Transformer Based Remote Sensing Object Detection With Enhanced Multispectral Feature ExtractionDownload PDFOpen Website

Published: 01 Jan 2023, Last Modified: 17 Nov 2023IEEE Geosci. Remote. Sens. Lett. 2023Readers: Everyone
Abstract: As a convention, satellites and drones are equipped with sensors of both the visible light spectrum and the infrared (IR) spectrum. However, existing remote sensing object detection methods mostly use RGB images captured by the visible light camera while ignoring IR images.
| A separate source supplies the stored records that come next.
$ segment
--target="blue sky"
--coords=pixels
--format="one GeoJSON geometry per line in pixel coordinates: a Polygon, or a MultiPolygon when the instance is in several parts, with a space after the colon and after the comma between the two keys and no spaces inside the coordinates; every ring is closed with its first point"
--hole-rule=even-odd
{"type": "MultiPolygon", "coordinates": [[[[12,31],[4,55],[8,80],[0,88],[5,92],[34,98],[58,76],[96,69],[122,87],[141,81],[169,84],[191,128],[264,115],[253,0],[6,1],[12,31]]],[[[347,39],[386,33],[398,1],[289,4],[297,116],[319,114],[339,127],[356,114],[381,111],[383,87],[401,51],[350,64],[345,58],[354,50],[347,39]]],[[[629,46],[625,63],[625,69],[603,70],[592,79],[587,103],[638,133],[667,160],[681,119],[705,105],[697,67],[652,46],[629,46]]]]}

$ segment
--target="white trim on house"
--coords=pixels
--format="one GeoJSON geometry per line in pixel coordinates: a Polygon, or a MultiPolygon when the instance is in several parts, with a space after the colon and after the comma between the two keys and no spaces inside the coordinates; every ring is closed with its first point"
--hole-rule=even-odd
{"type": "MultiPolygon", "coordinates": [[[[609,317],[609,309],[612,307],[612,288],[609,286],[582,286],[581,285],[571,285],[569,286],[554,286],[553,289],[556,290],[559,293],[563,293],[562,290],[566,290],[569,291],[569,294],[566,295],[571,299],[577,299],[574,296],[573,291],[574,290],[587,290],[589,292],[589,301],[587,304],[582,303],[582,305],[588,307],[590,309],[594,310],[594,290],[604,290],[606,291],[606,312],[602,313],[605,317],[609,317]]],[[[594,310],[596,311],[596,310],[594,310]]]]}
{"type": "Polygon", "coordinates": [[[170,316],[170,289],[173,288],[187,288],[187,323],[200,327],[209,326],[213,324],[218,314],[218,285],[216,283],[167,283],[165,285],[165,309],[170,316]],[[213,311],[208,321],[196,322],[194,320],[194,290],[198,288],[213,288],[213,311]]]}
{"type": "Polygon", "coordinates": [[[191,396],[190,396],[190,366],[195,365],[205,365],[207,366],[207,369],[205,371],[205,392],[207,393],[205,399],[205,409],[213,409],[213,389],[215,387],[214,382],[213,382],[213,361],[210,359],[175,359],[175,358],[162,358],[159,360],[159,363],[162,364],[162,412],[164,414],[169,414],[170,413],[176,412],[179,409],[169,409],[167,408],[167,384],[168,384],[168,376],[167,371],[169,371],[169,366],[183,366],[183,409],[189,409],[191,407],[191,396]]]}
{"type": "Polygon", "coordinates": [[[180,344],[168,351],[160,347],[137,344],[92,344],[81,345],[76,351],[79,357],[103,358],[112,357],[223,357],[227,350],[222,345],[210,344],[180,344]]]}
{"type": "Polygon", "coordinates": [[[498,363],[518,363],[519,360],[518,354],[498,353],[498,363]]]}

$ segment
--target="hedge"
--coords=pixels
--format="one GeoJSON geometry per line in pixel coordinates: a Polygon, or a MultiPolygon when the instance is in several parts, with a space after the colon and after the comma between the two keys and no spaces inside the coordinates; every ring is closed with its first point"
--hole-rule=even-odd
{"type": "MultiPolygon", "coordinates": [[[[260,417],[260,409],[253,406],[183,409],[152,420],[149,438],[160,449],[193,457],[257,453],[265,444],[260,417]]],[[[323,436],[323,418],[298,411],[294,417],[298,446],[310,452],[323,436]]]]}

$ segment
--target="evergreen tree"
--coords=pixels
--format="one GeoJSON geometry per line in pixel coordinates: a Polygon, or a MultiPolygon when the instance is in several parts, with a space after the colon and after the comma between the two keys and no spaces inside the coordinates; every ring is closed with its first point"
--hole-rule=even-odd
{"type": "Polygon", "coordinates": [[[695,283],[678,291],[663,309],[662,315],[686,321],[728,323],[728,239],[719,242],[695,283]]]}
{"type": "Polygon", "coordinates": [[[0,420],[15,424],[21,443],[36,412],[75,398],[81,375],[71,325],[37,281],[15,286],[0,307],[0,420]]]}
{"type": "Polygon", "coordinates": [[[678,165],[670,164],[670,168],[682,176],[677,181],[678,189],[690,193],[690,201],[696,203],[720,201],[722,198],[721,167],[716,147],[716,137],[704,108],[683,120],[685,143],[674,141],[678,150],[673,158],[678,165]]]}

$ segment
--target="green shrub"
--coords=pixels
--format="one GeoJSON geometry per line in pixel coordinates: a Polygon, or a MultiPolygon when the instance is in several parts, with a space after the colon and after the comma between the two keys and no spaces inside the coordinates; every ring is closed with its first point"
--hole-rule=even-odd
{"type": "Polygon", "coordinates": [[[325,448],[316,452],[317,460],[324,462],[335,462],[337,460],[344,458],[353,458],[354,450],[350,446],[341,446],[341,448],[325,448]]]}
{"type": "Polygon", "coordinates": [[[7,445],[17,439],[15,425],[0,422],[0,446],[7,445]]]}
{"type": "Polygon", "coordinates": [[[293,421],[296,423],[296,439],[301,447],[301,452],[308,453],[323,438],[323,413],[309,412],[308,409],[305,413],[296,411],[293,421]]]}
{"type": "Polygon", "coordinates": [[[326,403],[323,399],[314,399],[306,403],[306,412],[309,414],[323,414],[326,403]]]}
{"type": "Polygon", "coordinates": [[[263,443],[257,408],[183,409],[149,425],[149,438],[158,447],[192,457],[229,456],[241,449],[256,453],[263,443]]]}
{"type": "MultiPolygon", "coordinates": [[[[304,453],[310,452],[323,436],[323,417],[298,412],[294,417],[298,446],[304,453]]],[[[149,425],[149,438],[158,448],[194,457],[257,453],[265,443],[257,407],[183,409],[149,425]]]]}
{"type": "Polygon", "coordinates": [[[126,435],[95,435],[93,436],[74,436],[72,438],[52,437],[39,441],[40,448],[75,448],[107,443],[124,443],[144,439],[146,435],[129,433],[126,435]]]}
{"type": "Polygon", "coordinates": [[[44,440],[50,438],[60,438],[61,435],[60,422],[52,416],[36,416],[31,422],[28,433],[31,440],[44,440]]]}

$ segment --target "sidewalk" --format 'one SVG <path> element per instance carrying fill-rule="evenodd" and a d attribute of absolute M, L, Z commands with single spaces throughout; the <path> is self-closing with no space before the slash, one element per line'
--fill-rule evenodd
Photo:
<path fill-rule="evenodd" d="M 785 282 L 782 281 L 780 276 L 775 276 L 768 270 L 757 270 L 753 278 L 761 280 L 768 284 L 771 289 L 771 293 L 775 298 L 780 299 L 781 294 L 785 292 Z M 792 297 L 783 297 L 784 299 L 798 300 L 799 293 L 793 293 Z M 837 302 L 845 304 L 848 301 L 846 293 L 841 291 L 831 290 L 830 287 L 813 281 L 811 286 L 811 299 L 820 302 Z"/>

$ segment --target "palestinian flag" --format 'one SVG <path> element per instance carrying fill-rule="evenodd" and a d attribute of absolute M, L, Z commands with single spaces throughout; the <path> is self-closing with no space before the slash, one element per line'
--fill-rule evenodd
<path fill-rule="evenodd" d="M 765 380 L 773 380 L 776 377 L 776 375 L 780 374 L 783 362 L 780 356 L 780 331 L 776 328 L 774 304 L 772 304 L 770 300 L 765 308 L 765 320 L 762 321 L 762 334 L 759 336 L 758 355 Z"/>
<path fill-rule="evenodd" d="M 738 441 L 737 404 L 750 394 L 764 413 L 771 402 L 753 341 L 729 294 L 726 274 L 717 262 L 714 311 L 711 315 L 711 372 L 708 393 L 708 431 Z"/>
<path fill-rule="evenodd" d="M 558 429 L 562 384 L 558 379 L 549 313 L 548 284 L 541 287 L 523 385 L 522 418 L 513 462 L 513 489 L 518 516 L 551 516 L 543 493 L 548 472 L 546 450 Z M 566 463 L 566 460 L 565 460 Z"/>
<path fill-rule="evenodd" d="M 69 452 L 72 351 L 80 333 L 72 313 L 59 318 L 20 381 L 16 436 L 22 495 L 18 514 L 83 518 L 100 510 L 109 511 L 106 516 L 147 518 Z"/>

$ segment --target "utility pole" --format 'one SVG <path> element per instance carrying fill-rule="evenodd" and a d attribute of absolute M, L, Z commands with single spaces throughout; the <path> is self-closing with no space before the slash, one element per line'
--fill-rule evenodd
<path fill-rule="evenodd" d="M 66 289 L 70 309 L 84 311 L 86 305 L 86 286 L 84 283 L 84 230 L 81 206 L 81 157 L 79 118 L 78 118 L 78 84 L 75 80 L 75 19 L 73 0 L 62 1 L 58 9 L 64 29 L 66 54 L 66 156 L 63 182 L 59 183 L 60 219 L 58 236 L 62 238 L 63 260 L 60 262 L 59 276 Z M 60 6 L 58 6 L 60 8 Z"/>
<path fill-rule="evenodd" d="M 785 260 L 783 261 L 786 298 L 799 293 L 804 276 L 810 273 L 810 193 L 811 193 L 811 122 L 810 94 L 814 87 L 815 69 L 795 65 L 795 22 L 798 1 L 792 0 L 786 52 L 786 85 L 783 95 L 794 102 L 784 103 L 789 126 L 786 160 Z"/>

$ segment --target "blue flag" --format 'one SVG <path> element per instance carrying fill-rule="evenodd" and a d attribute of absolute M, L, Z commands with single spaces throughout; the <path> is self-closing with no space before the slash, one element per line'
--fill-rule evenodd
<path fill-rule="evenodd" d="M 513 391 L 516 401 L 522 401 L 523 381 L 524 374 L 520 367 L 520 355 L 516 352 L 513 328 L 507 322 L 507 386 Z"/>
Even for algorithms that take RGB–IR image pairs as input, they may fail to extract all potential features in both spectrums. This letter proposes Multispectral DETR, a remote-sensing object detector based on the deformable attention mechanism. To enhance multispectral feature extraction and attention, DropSpectrum and SwitchSpectrum methods are further proposed. DropSpectrum facilitates the extraction of multispectral features by requiring the model to detect some of the targets with only one spectrum. SwitchSpectrum eliminates the level bias caused by the fixed order of RGB–IR feature maps and enhances attention to multispectral features. Experiments on the vehicle detection in aerial imagery (VEDAI) dataset show the state-of-the-art performance of Multispectral DETR and the effectiveness of both DropSpectrum and SwitchSpectrum.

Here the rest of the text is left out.